En la primera columna de esta serie dejamos una idea clara: conocer lo que debemos hacer no garantiza que podamos hacerlo de manera sostenida. Para cambiar una conducta necesitamos descubrir qué la inicia. En alimentación, esa pregunta suele resumirse así: ¿estoy comiendo porque tengo hambre o porque mi cerebro aprendió que este es el momento, el lugar o la emoción asociados con comer?


El hambre fisiológica es una señal biológica. Aparece cuando el organismo necesita energía y está regulada por una compleja comunicación entre intestino, tejido adiposo, páncreas, nervio vago, tronco encefálico e hipotálamo. Hormonas y péptidos como ghrelina, GLP-1, PYY, CCK, insulina y leptina participan en este sistema. Durante una comida también aparecen señales de saciación, que ayudan a detener la ingesta; después, la saciedad contribuye a mantenernos sin comer durante un tiempo.


Pero comer no depende únicamente del hambre.
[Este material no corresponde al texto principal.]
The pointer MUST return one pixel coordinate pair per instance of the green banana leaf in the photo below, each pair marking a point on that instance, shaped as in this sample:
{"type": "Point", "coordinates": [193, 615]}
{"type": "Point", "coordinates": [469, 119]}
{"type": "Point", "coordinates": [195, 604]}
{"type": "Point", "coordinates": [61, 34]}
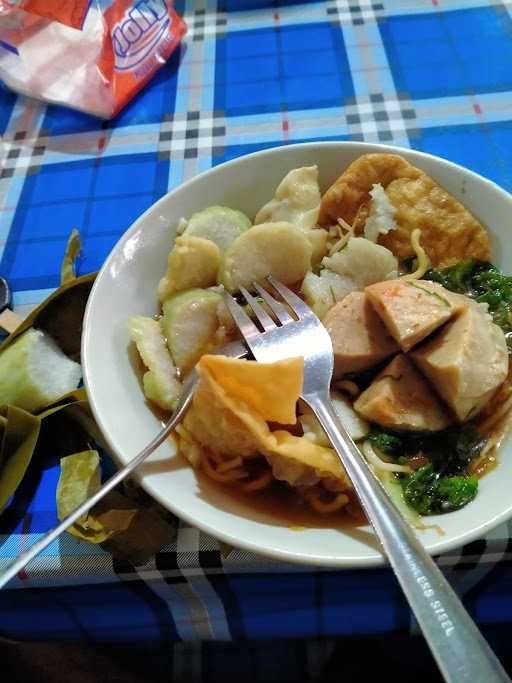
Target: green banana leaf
{"type": "Point", "coordinates": [19, 431]}
{"type": "Point", "coordinates": [73, 247]}
{"type": "Point", "coordinates": [60, 315]}
{"type": "Point", "coordinates": [132, 527]}
{"type": "Point", "coordinates": [119, 524]}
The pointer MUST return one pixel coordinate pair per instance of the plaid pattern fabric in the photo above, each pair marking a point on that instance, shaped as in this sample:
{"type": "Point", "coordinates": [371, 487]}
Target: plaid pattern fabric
{"type": "Point", "coordinates": [251, 74]}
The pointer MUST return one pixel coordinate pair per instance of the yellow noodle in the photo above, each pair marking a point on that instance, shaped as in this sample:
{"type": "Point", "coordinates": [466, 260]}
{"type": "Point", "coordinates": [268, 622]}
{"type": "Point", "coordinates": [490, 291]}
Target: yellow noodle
{"type": "Point", "coordinates": [228, 465]}
{"type": "Point", "coordinates": [421, 256]}
{"type": "Point", "coordinates": [260, 483]}
{"type": "Point", "coordinates": [349, 387]}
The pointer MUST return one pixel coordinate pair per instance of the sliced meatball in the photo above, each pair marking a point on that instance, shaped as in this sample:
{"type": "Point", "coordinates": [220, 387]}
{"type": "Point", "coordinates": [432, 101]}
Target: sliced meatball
{"type": "Point", "coordinates": [359, 338]}
{"type": "Point", "coordinates": [412, 310]}
{"type": "Point", "coordinates": [466, 361]}
{"type": "Point", "coordinates": [400, 398]}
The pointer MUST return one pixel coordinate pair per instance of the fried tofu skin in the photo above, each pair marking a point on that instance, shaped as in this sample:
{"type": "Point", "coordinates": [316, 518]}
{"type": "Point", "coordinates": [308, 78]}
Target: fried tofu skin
{"type": "Point", "coordinates": [449, 232]}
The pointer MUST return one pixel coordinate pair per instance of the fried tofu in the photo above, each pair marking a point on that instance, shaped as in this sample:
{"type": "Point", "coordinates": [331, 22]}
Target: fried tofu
{"type": "Point", "coordinates": [466, 361]}
{"type": "Point", "coordinates": [449, 232]}
{"type": "Point", "coordinates": [359, 339]}
{"type": "Point", "coordinates": [401, 399]}
{"type": "Point", "coordinates": [411, 310]}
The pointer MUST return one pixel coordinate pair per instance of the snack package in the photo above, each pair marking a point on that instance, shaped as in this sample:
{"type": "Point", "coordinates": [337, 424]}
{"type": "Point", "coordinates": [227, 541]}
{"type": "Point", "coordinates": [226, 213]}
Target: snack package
{"type": "Point", "coordinates": [91, 55]}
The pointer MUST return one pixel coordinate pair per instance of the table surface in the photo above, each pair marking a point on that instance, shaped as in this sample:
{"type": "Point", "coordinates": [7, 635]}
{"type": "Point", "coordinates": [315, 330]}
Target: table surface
{"type": "Point", "coordinates": [432, 75]}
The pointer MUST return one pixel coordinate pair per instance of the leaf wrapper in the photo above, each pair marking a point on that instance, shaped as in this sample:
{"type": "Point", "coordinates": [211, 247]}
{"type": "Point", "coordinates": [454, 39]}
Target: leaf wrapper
{"type": "Point", "coordinates": [60, 315]}
{"type": "Point", "coordinates": [19, 431]}
{"type": "Point", "coordinates": [119, 524]}
{"type": "Point", "coordinates": [73, 247]}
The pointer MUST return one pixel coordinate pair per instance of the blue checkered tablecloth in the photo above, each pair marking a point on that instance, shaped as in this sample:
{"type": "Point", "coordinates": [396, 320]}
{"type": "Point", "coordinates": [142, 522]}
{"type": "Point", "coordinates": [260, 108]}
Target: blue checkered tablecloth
{"type": "Point", "coordinates": [434, 75]}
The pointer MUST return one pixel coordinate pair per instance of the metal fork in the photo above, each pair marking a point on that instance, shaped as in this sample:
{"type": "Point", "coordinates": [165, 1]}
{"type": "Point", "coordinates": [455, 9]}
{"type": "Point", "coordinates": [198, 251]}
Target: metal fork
{"type": "Point", "coordinates": [458, 647]}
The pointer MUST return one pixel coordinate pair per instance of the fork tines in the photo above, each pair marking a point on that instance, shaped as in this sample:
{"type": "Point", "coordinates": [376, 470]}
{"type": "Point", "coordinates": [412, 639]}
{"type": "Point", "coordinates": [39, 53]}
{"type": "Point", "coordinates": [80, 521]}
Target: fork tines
{"type": "Point", "coordinates": [281, 314]}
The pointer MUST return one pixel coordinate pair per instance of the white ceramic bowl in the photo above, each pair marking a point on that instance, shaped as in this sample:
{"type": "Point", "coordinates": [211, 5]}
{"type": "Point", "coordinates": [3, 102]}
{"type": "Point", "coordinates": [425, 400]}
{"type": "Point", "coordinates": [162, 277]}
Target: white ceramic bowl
{"type": "Point", "coordinates": [126, 286]}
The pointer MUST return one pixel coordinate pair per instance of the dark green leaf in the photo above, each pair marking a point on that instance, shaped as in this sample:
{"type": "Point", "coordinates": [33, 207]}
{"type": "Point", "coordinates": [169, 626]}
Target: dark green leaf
{"type": "Point", "coordinates": [427, 492]}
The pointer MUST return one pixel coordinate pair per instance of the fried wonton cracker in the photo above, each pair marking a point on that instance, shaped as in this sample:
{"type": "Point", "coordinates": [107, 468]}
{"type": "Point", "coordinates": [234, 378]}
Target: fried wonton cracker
{"type": "Point", "coordinates": [449, 232]}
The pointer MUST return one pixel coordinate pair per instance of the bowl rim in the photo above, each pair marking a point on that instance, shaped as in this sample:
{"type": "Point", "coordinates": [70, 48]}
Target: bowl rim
{"type": "Point", "coordinates": [240, 542]}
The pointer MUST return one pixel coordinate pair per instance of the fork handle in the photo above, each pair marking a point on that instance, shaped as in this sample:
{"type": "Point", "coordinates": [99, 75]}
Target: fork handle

El apetito incorpora deseo, expectativa y valor de recompensa. El craving es una urgencia más específica: podemos desear intensamente un alimento aun estando fisiológicamente saciados. Estudios recientes con niños con obesidad muestran precisamente que ellos mismos distinguen hambre, craving y saciedad como experiencias diferentes; describen el craving como un impulso sensorial y emocional frecuentemente desencadenado por señales del entorno. (PubMed)


Esto explica una experiencia cotidiana. Un niño termina de cenar y afirma estar lleno. Media hora después se sienta frente al televisor, ve una publicidad de comida y pide un snack. No necesariamente apareció una nueva necesidad energética. Pudo activarse una asociación aprendida.
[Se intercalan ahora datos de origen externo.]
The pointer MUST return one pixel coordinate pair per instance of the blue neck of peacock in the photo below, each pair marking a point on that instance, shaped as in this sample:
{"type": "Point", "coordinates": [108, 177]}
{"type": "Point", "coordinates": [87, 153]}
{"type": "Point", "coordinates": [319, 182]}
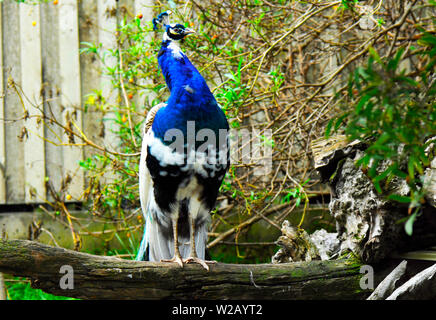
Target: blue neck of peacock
{"type": "Point", "coordinates": [179, 72]}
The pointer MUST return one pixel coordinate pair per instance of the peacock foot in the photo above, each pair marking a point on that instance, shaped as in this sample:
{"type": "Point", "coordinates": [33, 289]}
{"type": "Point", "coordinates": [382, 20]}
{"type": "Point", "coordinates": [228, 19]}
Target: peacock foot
{"type": "Point", "coordinates": [176, 259]}
{"type": "Point", "coordinates": [201, 262]}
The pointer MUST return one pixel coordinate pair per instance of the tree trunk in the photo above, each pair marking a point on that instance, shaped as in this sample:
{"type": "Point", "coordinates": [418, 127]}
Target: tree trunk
{"type": "Point", "coordinates": [100, 277]}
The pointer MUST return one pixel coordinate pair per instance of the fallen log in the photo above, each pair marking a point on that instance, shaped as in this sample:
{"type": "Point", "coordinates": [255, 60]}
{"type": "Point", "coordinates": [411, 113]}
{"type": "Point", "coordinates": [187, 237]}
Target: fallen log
{"type": "Point", "coordinates": [101, 277]}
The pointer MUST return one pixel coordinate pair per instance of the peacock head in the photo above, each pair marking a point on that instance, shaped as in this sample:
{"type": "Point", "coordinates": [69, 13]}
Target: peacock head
{"type": "Point", "coordinates": [176, 31]}
{"type": "Point", "coordinates": [173, 31]}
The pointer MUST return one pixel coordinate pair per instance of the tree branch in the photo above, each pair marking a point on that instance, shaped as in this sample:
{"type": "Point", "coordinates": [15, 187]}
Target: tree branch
{"type": "Point", "coordinates": [100, 277]}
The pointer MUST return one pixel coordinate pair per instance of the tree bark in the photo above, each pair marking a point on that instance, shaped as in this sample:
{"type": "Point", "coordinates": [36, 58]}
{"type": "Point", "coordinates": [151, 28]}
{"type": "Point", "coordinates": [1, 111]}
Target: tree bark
{"type": "Point", "coordinates": [101, 277]}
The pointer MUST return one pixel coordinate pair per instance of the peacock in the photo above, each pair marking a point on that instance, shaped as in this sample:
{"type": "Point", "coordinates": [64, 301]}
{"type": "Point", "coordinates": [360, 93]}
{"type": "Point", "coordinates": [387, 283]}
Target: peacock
{"type": "Point", "coordinates": [184, 158]}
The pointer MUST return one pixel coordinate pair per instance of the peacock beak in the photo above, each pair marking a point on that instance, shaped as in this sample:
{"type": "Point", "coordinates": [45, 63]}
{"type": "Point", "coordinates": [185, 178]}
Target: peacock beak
{"type": "Point", "coordinates": [189, 31]}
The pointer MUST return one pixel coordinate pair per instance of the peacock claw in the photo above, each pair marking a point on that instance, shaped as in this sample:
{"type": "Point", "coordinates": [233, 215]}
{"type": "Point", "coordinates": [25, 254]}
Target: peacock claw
{"type": "Point", "coordinates": [176, 259]}
{"type": "Point", "coordinates": [201, 262]}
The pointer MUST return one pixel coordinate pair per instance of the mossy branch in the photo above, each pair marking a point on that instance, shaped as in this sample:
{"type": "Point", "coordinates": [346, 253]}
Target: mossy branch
{"type": "Point", "coordinates": [101, 277]}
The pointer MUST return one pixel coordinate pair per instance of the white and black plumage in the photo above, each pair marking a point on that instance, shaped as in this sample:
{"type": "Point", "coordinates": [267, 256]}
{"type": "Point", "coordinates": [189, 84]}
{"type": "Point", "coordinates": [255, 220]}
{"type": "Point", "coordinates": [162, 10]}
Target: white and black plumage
{"type": "Point", "coordinates": [179, 179]}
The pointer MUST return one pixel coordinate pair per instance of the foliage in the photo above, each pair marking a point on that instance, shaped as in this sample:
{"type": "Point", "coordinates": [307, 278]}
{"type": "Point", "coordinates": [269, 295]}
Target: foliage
{"type": "Point", "coordinates": [20, 289]}
{"type": "Point", "coordinates": [394, 111]}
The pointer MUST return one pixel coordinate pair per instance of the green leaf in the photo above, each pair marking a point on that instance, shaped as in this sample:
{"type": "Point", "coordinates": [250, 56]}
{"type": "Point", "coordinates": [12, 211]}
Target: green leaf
{"type": "Point", "coordinates": [408, 226]}
{"type": "Point", "coordinates": [375, 55]}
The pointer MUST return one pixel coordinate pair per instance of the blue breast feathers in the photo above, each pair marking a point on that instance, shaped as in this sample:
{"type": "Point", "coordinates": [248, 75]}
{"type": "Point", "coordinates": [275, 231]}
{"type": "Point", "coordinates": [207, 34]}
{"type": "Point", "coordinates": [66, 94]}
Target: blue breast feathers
{"type": "Point", "coordinates": [190, 99]}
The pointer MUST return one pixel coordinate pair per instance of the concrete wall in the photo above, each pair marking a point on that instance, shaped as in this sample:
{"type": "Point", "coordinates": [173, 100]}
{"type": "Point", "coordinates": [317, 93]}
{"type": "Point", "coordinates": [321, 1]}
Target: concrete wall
{"type": "Point", "coordinates": [39, 55]}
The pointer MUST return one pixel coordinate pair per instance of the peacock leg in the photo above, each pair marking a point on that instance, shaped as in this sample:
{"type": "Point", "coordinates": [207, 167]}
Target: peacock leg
{"type": "Point", "coordinates": [193, 257]}
{"type": "Point", "coordinates": [177, 257]}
Nuestro cerebro aprende relaciones entre contexto y recompensa:


televisión → snack.


salir del colegio → bebida azucarada.


aburrimiento → abrir la nevera.


estrés → algo dulce.


videojuego → comer sin prestar atención.


Cuando una secuencia se repite suficientemente, determinadas señales pueden provocar anticipación y conducta antes de que aparezca una decisión plenamente consciente. El olor, la hora, el lugar, una emoción o simplemente ver el alimento pueden convertirse en disparadores.


También existe la alimentación emocional. Un adolescente puede comer para disminuir ansiedad, tristeza, enojo o tensión. En ese caso la comida está cumpliendo una función de regulación emocional, no únicamente nutricional. Una revisión sistemática y metaanálisis publicada en 2025 encontró una asociación de magnitud moderada entre alimentación emocional y obesidad en adolescentes, aunque los estudios fueron heterogéneos y no permiten reducir la obesidad a este único mecanismo. (PubMed)


Por eso debemos evitar dos errores.


El primero es interpretar cualquier deseo por comida como hambre. El segundo es culpabilizar al niño cuando responde a señales que su ambiente, su aprendizaje y su propia biología han reforzado durante años.


Antes de modificar la conducta propongo una herramienta sencilla: observarla.


Durante una o dos semanas podemos registrar cinco elementos:


¿Qué ocurrió antes?


¿Qué sentía físicamente?


¿Qué estaba pensando o sintiendo emocionalmente?


¿Qué comió y cuánto?


¿Qué ocurrió después?


No buscamos contar cada caloría ni vigilar al niño de manera obsesiva. Buscamos patrones.


Quizá descubramos que el problema no aparece en el almuerzo, sino todos los días a las cuatro de la tarde. O que no ocurre cuando existe hambre intensa, sino cuando el niño juega videojuegos. Tal vez aparezca después de discusiones familiares, durante el aburrimiento o cada vez que determinados alimentos permanecen visibles y disponibles.


Esa información cambia completamente la intervención.


Si el disparador es hambre real, debemos revisar horarios, composición y suficiencia de las comidas. Si es una señal ambiental, podemos modificar el entorno. Si es aburrimiento, necesitamos una alternativa de actividad. Si es ansiedad o tristeza, la respuesta no puede reducirse a esconder la comida: debemos trabajar también la emoción.


La autorregulación del apetito infantil depende de procesos biológicos “de abajo hacia arriba” y de capacidades cognitivas “de arriba hacia abajo”, que se desarrollan progresivamente y están influidas por padres y ambiente. (PubMed)


Aquí aparece nuestro primer principio práctico:


No podemos cambiar eficazmente una conducta que todavía no hemos aprendido a observar.


Y esto conduce a la siguiente pregunta de la serie: si descubrimos que muchas señales que empujan al niño a comer se encuentran precisamente en su casa, ¿puede cambiar un niño si su entorno no cambia?